2. - The system according to claim 1, characterized in that the channels comprise one or more portions of a helix, a spiral, a coil, a compound curve, a three-dimensional spline curve, or a serpentine path.

3. - The system according to claim 1, characterized in that the anodes and cathodes are configured as sleeves having different diameters.

4. - The system according to claim 1, characterized in that one or more protuberances extend from the anodes and / or cathodes and upper and lower walls of each of the channels.

5. - The system according to claim 4, characterized in that one or more protuberances extend in a helical path, a spiral path, a coil, a compound curve, a three-dimensional spline curve, or a serpentine path.

6. - The system according to claim 4, characterized in that one or more protuberances extend radially inwardly or radially outwardly.
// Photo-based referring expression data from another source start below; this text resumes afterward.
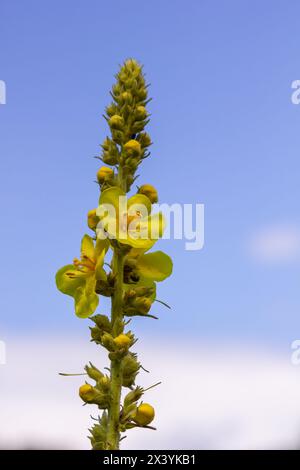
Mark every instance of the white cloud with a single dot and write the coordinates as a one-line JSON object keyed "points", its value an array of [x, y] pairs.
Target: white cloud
{"points": [[212, 397], [276, 244]]}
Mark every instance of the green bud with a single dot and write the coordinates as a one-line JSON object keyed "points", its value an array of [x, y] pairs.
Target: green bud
{"points": [[131, 367], [107, 342], [91, 395], [133, 396], [149, 191], [144, 139], [102, 322], [116, 122], [126, 97], [140, 113], [132, 148], [93, 372]]}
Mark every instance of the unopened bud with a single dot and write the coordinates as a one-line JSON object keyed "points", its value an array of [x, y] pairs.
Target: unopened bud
{"points": [[133, 148], [140, 113], [144, 414], [123, 341], [149, 191], [104, 173], [144, 139], [93, 372], [92, 219], [116, 122]]}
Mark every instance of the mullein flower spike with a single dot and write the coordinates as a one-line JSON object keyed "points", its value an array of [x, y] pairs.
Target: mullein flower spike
{"points": [[124, 230]]}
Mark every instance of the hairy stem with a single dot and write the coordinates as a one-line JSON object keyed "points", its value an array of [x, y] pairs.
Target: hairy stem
{"points": [[113, 436]]}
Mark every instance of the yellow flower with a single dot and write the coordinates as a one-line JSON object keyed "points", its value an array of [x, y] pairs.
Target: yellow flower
{"points": [[144, 414], [93, 219], [116, 122], [79, 279], [129, 221]]}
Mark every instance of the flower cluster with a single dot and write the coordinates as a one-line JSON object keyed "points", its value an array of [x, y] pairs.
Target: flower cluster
{"points": [[124, 230]]}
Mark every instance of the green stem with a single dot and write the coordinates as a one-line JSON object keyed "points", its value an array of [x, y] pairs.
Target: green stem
{"points": [[113, 435]]}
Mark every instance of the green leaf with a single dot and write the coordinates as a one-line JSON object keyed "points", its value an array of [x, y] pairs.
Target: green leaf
{"points": [[156, 266]]}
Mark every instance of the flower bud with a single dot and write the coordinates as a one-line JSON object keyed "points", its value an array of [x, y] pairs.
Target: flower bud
{"points": [[131, 366], [108, 342], [92, 219], [133, 396], [144, 414], [123, 341], [116, 122], [149, 191], [104, 384], [144, 139], [90, 394], [126, 97], [111, 109], [93, 372], [140, 113], [133, 148], [104, 173], [143, 305], [87, 393], [102, 322]]}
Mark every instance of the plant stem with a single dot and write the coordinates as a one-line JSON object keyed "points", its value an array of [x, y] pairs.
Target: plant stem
{"points": [[113, 435]]}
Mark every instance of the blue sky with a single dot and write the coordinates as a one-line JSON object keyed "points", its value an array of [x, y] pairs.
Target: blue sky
{"points": [[225, 134]]}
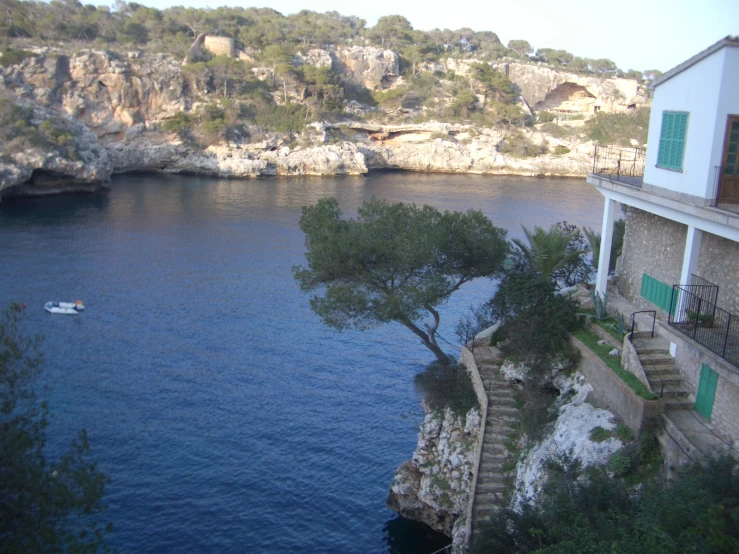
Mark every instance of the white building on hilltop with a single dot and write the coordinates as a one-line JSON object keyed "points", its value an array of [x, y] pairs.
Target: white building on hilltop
{"points": [[681, 245]]}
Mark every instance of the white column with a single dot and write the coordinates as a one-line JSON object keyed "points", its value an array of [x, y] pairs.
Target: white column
{"points": [[691, 255], [606, 238], [690, 265]]}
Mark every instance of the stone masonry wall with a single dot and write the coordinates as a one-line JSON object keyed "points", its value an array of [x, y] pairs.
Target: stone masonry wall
{"points": [[652, 245], [719, 263], [689, 358]]}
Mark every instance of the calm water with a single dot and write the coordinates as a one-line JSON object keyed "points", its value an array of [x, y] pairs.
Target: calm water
{"points": [[229, 418]]}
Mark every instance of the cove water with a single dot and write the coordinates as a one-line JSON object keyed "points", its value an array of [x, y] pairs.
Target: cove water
{"points": [[227, 416]]}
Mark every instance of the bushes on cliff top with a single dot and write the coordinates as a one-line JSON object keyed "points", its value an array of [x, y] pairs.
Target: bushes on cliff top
{"points": [[18, 132], [618, 128], [589, 510], [447, 385]]}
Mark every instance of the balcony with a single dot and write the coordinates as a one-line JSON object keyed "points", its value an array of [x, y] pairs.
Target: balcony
{"points": [[620, 165], [726, 188], [693, 312]]}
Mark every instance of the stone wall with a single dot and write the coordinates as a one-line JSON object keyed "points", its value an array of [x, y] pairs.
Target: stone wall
{"points": [[652, 245], [630, 362], [656, 245], [613, 394], [688, 358], [462, 535]]}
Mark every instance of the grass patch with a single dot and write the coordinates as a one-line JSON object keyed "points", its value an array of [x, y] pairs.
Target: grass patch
{"points": [[590, 340], [599, 434]]}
7, - A continuous electrolytic extraction method characterized in that it comprises the steps of: providing an electrolytic extraction system comprising a cell body configured to maintain the electrolyte solution at a high pressure and / or temperature within the cell body; a plurality of anodes; a plurality of cathodes nested with the anodes; an input configured to receive an influent current from the electrolyte solution, the input is configured to the direct portions of the influent current between the anodes and cathodes; a first outlet configured to discharge an effluent stream of spent electrolyte solution; a second outlet configured to remove the cathode mud / silt concentrate; and a residence chamber configured to dynamically and continuously transfer the electrolyte solution from the entrance to the first exit and increase the residence time of the electrolyte solution between the anodes and the cathodes, the residence chamber comprising a plurality of channels, defined between the anodes, the cathodes, and a number of insulators separating the anodes from the cathodes, wherein the plurality of channels is configured to provide a forced flow of the electrolyte solution therein, which is strong enough to continuously dislodge and / or move the cathode mud / silt concentrate; along and, finally, out of the plurality of channels; dynamically and continuously feeding the electrolyte solution at the entrance; and eliminating in a dynamic and continuous way the electrolyte solution exhausted from the first outlet.

8. - The method according to claim 6, characterized in that one or more channels comprise one or more portions of a helix, a spiral, a coil, a compound curve, a three-dimensional spline curve, or a serpentine path.

9. - The method according to claim 7, characterized in that the anodes and cathodes are configured as sleeves having different diameters.

10. - The method according to claim 7, characterized in that one or more protuberances extend from the anodes and / or the cathodes and form the upper and lower walls of the plurality of channels.

11. - The method according to claim 10, characterized in that one or more protuberances extend in a helical path, a spiral path, a coil, a compound curve, a three-dimensional spline curve, or a serpentine path.

12. - The method according to claim 10, characterized in that one or more protuberances extend radially inwardly or radially outwards.

13. - The method according to claim 7, characterized in that it further comprises the step of eliminating the cathode mud / silt concentrate from the system through the second outlet.

14. - A continuous electrolytic extraction cell characterized in that it comprises: a plurality of anodes forming portions of a plurality of channels; a plurality of cathodes nested with the anodes and forming portions of the channels; Y a number of insulators that form portions of the channels; wherein the channels are configured to increase the amount of residence time of the electrolyte solution between anodes and cathodes; Y wherein the channels are configured to dynamically and continuously provide a forced flow of an electrolyte solution therein that is strong enough to continuously dislodge and / or move the cathode mud / silt concentrate along and finally out of the channels.